The old joke about "how many psychiatrists does it take to change a lightbulb" is appropriate here: "just one....but the lightbulb really has to want to change." Many people have no desire to change and conform to reality. They will maintain their dysfunctional defenses no matter what the cost. Self reflection and insight are far too dangerous for such people, and even death is sometimes preferable to altering their beliefs or fantasies about the real world.

Clearly, their distress about the possibility of changing themselves or their beliefs is far greater than any potential consequences they might experience by using an immature, unhealthy and dysfunctional psychological defense to avoid reality. This is 'sick' but it is a sickness of the soul; not a biological illness.

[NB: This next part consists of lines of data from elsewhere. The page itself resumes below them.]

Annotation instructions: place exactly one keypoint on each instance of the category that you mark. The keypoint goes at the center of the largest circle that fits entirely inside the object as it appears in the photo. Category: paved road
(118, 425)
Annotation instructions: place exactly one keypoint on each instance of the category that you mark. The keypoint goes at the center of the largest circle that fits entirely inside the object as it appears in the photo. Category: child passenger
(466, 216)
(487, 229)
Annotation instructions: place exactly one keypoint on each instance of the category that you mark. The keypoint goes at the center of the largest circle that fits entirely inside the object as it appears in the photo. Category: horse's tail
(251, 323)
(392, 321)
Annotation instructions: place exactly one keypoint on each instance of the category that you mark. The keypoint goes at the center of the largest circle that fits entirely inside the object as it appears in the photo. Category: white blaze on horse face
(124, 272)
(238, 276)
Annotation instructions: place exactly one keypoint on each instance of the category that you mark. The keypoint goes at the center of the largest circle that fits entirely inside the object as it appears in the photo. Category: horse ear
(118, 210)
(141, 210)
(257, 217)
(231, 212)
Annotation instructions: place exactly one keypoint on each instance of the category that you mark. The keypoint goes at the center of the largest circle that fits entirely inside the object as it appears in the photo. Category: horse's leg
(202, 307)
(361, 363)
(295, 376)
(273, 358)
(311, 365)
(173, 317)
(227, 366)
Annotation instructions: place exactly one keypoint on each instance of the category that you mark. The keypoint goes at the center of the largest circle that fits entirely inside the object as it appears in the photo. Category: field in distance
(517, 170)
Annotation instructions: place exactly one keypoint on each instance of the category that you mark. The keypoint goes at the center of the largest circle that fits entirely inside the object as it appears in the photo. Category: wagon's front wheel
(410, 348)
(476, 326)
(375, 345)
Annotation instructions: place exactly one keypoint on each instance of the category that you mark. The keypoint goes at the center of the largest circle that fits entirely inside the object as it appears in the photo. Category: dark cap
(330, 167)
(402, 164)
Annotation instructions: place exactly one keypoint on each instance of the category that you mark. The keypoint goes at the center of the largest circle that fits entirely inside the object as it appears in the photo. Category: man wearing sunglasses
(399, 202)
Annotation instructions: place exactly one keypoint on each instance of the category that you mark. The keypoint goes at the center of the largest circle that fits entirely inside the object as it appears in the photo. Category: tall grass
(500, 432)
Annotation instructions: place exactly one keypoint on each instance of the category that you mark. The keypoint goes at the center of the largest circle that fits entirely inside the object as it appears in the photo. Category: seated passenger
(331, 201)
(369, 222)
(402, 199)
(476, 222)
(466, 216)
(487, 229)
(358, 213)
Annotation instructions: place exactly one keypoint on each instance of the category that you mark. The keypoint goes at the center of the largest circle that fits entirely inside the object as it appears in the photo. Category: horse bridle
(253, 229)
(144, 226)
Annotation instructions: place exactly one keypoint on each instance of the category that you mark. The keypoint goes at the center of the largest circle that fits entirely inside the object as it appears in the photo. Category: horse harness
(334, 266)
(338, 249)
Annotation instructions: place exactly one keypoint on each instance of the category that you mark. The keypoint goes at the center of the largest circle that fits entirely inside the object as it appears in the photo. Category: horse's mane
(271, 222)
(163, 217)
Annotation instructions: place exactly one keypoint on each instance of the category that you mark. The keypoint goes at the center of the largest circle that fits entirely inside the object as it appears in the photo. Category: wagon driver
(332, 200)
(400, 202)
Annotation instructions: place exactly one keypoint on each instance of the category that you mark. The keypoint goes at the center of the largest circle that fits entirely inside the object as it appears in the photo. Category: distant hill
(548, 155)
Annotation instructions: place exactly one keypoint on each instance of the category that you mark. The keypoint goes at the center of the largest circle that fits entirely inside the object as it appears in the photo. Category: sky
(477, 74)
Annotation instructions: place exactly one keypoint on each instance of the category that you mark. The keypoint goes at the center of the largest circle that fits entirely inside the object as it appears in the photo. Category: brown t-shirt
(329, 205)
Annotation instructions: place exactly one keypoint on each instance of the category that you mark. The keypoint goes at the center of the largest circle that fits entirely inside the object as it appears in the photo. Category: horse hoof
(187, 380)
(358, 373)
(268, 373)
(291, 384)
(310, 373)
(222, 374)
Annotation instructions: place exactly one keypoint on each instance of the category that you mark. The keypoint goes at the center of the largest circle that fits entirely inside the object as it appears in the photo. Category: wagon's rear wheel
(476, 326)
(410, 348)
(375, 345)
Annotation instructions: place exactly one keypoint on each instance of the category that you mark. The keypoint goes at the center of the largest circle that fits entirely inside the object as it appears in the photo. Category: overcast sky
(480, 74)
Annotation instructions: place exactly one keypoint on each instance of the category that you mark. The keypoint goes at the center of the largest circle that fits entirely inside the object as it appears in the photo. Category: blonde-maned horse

From the intense rage and irrationality expressed in his written words to me, I suspect that my emailer has such a sickness of the soul.

In the days to come, we will learn more about the mass killer in Tuscon and his supposed motives and background. He may not be schizophrenic--I am only basing my judgment on a limited, but highly suggestive, amount of information. If I am wrong in my analysis of the information about Loughner that is already publically available, then I will admit it willingly.

I do not think my emailer will do likewise because he will ignore any information that does not conform to his precious worldview. Either way--for Loughner and my emailer, a mind is a terrible thing to waste.